La rimozione del segreto di Stato su oltre 12 milioni di documenti della CIA aggiungono “un ulteriore tassello” ai “tragici fatti” che avvennero tra il 1944 e il 1948, a ridosso e negli anni successivi alla conclusione della II Guerra Mondiale, quando “si praticò, in molte realtà del Nord Italia e dell’Emilia-Romagna in particolare, una vera e propria caccia alla persona, durante la quale, in nome della Resistenza ma in realtà in un’ottica marxista, furono colpìte, anche a morte, persone innocenti, tra cui cattolici e laici, colpevoli di credere nei valori della libertà e del solidarismo”. Parte da questa premessa un’interpellanza di Tommaso Foti (Fdi-An) che invita la Giunta a promuovere “un’indagine seria e obiettiva sul piano storico e politico” alla luce dei documenti diffusi dal Resto del Carlino e del dibattito che si sta sviluppando nel merito.
“Se fino a oggi – spiega Foti – si era in grado di provare solo il bagno di sangue costato la vita, a guerra finita, a migliaia di italiani per mano di partigiani comunisti, i documenti desecretati ci dicono che il Partito comunista italiano era pronto all’insurrezione armata, attraverso l’impegno di oltre 3.000 uomini nella sola provincia di Reggio Emilia: un’insurrezione ben pianificata, se si pensa che, addirittura, risultano divise le zone d’intervento in cui agire con il personale armato”.

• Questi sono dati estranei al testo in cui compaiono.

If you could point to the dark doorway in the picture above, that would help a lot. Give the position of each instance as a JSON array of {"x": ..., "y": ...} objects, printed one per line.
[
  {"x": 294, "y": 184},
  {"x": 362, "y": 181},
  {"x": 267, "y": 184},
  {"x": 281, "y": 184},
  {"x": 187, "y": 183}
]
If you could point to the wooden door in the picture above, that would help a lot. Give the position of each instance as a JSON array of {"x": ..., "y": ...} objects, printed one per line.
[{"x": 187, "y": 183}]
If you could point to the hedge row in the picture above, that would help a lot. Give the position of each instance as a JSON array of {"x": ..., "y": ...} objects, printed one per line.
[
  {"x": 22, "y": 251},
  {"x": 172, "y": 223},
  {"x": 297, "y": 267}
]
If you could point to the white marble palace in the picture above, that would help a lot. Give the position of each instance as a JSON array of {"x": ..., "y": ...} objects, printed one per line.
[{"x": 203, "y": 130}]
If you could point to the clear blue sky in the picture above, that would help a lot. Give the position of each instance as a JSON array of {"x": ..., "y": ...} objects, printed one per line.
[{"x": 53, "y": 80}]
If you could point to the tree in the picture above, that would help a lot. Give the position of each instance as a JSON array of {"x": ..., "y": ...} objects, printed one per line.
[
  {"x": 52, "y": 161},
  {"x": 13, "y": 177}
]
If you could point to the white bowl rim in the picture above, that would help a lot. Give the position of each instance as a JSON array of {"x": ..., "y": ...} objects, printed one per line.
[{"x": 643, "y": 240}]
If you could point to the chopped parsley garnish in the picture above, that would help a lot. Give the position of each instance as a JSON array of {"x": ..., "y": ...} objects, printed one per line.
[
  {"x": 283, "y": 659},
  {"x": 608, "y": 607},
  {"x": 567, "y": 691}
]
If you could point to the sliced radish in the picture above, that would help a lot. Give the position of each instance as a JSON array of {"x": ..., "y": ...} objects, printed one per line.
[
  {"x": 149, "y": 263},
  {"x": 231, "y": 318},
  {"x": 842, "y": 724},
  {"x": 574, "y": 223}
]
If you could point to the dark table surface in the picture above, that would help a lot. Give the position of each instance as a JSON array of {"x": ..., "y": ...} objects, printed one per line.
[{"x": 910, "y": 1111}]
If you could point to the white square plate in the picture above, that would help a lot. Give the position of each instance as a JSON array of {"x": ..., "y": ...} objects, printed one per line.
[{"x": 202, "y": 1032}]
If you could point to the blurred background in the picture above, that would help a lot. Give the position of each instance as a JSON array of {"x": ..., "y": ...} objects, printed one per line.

Il consigliere punta il dito sul fatto che “per anni questa inoppugnabile verità storica” sarebbe stata “negata” per la “precisa volontà della sinistra italiana, in particolare del Partito comunista, di non aver voluto riconoscere i fatti tragici accaduti e le proprie evidenti responsabilità” e ricorda che “una pubblicistica anche recente ha messo a nudo una minima parte di quei fatti luttuosi e criminali che si verificarono in Emilia-Romagna, dove alcuni territori vennero addirittura identificati come ‘triangolo della morte’”.
Foti auspica anche che su questi fatti non si stenda una “complice rete di silenzio”, come accaduto quando venne discussa la propria proposta di legge alle Camere per l’istituzione di una Commissione parlamentare d’inchiesta sui fatti di violenza politica tra il 1944 e il 1948, “nella vana speranza che il tempo possa cancellare gli orrori compiuti nel nome dell’ideologia marxista-leninista”. Il consigliere, infine, stigmatizza il fatto che “le iniziative promosse e finanziate dalla Regione e dagli enti locali mirino sempre a enfatizzare episodi e uomini della Resistenza” e evidenzia che “il richiamo all’antifascismo e alla Resistenza, giusto se riferito a ogni forma di contrasto al totalitarismo, è servito per anni a certe forze politiche della sinistra per mascherare la propria subalternità a Mosca, nonché per attenuare le pesanti responsabilità per aver creato un clima da guerra civile in molte zone d’Italia”.